就當所有人都在猜測究竟發生了什麼事,而發生的事與方才那獨特奇異的說話聲之間是否又有關係的同時,忽聞「轟……」地一聲巨響,臨街一側屋子的石牆突然一下子爆開,碎石四飛,猝不及防之下,當場有十數人為之所傷。
碎石四射處,一輛馬車匪夷所思地電射而出。
所有的人在那一剎那都呆住了——包括天司危與小野西樓這樣的人物也不能例外。
「希聿聿……」一聲長嘶,那匹馬倏然人立而起,竟生生止住了勢如奔雷的去勢,馬車驀然而止,由極動至極靜,竟在一瞬間完成!
這時,眾人才看清這輛馬車赫然無人駕駛。
就在眾人極度驚愕之後,只聽得那獨特的詭異聲音再度響起:「千——島——盟——人——上——車——吧,只——有——老——夫——可——以——救——你——們!」
這一次,眾人都已聽出聲音是自馬車後面的車廂內傳出的。
來者的身分這時才初現端倪,至少,已可以知道來者是千島盟之友,大冥之敵。
不過同時也可以聽出此人並不是千島盟的人,不知是什麼原因促使此人甘願冒險救千島盟人。誰都能看出在這種情形下要救千島盟人,將是困難重重。
車內人一開口,等若提醒了還在猶豫不決的禪戰士、無妄戰士。他的話音剛落,便聽得「嗖嗖……」破空聲響成一片,箭矢投矛如飛蝗般自四面八方齊齊射向馬車,箭矢與投矛在空中劃出一道道軌跡,縱橫交錯成網。眼看箭矢、投矛飛速接近馬車,就要命中目標時,忽然不可思議地慢了下來,不是那種因力道減弱而造成的速度減慢,而是突然一下子變得比原先的速度慢了許多,慢得就像是有數十隻手舉著箭矢投矛在慢慢地揮動。
這絕對完全違背了常理,兩種在虛空中如此緩慢飛掠的東西,除非是薄紙或者輕羽,否則定會墜落地上,但箭矢、投矛除了速度變得極為緩慢外,前進的方向都沒有任何改變,更沒有絲毫要墜落的跡象。
這應是在夢中才會出現的情景,此刻卻不可思議地出現在現實中。如果說這只是錯覺,那為何在場的每個人的神情都那般驚愕?
眾人眼睜睜地看著箭矢、投矛在空中像一條條不太靈活的魚一般慢慢向前滑行,人人都說不出話來。

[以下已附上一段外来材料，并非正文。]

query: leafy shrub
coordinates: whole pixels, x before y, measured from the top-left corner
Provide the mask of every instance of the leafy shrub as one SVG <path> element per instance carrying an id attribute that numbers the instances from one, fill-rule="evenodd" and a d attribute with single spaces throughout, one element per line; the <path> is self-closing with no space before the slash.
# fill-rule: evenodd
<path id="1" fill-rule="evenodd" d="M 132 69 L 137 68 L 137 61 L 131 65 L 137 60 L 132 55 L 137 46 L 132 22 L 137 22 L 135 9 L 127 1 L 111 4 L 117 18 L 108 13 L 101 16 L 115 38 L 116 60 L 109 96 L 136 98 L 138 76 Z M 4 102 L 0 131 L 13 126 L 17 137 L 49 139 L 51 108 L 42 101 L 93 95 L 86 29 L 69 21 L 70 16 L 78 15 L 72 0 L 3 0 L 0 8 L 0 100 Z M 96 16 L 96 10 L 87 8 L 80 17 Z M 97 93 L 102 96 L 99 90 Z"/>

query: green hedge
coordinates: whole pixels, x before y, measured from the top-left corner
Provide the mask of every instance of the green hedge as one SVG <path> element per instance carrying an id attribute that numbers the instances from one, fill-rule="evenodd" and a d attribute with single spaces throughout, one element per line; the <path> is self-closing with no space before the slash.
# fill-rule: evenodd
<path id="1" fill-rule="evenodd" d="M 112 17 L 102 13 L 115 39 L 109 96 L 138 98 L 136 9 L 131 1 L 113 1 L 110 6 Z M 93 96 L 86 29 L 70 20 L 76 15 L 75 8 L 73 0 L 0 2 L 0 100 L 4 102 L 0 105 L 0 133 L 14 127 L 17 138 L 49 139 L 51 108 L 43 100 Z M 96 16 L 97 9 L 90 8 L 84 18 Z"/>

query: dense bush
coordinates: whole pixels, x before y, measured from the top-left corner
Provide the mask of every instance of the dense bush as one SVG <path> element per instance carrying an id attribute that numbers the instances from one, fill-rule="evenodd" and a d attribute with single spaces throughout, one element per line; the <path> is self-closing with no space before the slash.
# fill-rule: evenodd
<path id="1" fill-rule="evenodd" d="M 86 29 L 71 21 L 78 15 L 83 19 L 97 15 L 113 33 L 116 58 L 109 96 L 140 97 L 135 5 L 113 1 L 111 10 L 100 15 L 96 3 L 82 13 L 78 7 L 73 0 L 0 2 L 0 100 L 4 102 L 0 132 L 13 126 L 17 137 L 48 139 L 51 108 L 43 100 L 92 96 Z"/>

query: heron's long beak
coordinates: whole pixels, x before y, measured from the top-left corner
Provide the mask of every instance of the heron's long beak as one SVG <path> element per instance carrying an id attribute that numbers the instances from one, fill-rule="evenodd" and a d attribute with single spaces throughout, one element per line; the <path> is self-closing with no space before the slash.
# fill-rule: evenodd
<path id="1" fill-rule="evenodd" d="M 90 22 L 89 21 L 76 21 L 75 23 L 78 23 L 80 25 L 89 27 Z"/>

一道火紅色的光芒由馬車內飄出,有如匹練,準確靈巧地穿掣閃掠,迅速將箭矢、投矛纏了個正著,還沒等眾人明白是怎麼回事時,箭矢投矛已突然反射而回,其速與方才的緩慢滑行大相徑庭,快如閃電。
剎那之間,已有十數名無妄戰士、禪戰士倒地身亡。車中人殺人手法之怪之快,讓人心驚。
此舉即等若給千島盟的人吃了顆定心丸!因為車內的人既然對大冥王朝的人出手毫不留情,大加殺戮,就可以證明這不是一個圈套。
哀邪向小野西樓道:「聖座,撤吧!」
離天闕怒吼道:「想逃?沒那麼容易……」
話音未落,馬車內一道黑影倏然掠出,未等眾人看清之際,已不可思議地迫近離天闕咫尺之間。
離天闕大驚失色,雙矛齊出。
招式只攻出一半,已慘呼一聲,噴血狂跌而出。
那道黑影未作任何逗留,一擊之後,已如鬼魅般倏然而退,重新隱入馬車之中,其速之快,讓目擊者無法相信這是事實,而是一場可怕的夢魘。
惟有頹然倒地,大口大口吐著鮮血的離天闕,可以明確無誤地證實這一切是真真切切地發生。